5. Perform "A/F CONTROL" with the engine in an idle condition (press the right or left button).

Result:
Heated oxygen sensor reacts in accordance with increase and decrease of injection volume:
+25% -> rich output: More than 0.5 V
-12.5% -> lean output: Less than 0.4 V






NOTE: There is a delay of few seconds in the sensor 1 (front sensor) output, and there is about 20 seconds delay at maximum in the sensor 2 (rear sensor).

The following A/F CONTROL procedure enables the technician to check and graph the voltage outputs of both the heated oxygen sensors.

For displaying the graph indication, enter "ACTIVE TEST / A/F CONTROL / USER DATA", then select "O2S B1S1 and O2S B1S2" by pressing "YES" button and push "ENTER" button before pressing "F4" button.

HINT:
- If different DTCs related to different systems that have terminal E2 as the ground terminal are output simultaneously, terminal E2 may be open.
- Read freeze frame data using the hand-held tester or the OBD II scan tool. Freeze frame data records the engine conditions when a malfunction is detected. When troubleshooting, it is useful for determining whether the vehicle was running or stopped, the engine was warmed up or not, the air-fuel ratio was lean or rich, etc. at the time of the malfunction.
- A high heated oxygen sensor (sensor 1) voltage (0.5 V or more) could be caused by a rich air fuel mixture. Check for conditions that would cause the engine to run rich.
- A low heated oxygen sensor (sensor 1) voltage (0.4 V or less) could be caused by a lean air fuel mixture. Check for conditions that would cause the engine to run lean.

CONFIRMATION DRIVING PATTERN

Confirmation Driving Pattern:

a. Connect the hand-held tester to the DLC3.
b. Switch the hand-held tester from the "normal mode" to the "check mode".
c. Start the engine and let the engine idle for 120 seconds or more.
d. Drive the vehicle at 40 km/h (25 mph) or more for 40 seconds or more.
e. Let the engine idle for 20 seconds or more. Perform steps (d) and (e) at least 3 times.
f. Let the engine idle for 30 seconds.

HINT: If a malfunction exists, the MIL will be illuminated on the multi-information display during step (f).

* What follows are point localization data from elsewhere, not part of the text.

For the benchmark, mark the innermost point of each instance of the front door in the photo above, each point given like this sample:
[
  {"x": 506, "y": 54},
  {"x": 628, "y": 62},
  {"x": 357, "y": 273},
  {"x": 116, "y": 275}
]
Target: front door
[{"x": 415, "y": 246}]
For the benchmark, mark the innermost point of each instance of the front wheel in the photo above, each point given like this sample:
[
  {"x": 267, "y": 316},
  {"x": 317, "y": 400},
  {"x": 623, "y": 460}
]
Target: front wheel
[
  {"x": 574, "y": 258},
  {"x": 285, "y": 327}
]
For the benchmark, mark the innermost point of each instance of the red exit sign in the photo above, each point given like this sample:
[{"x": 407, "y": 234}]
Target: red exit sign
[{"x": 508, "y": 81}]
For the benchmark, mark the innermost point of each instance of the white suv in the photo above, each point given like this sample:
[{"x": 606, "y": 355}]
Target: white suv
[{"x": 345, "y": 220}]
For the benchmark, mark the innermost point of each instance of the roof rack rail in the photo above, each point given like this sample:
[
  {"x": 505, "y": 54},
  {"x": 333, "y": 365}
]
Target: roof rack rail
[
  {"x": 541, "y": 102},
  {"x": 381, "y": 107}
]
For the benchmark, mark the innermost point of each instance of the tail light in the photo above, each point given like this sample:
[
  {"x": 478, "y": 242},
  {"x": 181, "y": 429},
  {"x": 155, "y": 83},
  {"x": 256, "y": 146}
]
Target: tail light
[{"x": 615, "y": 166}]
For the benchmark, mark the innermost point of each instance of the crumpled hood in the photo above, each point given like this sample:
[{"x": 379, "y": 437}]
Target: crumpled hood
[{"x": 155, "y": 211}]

NOTE: If the conditions in this test are not strictly followed, detection of a malfunction will not occur.
If you do not have a hand-held tester, turn the ignition switch OFF after performing steps from (c) to (f), then perform steps from (c) to (f) again.

CHECK FOR INTERMITTENT PROBLEMS

Hand-held tester only:
By putting the vehicle's ECM in the check mode, the 1 trip detection logic is possible instead of the 2 trip detection logic, and the sensitivity to detect faults is increased. This makes it easier to detect intermittent problems.

a. Clear the DTCs.
b. Set the check mode.
c. Perform a simulation test.
d. Check the connector and terminal.
e. Wiggle the harness and connector.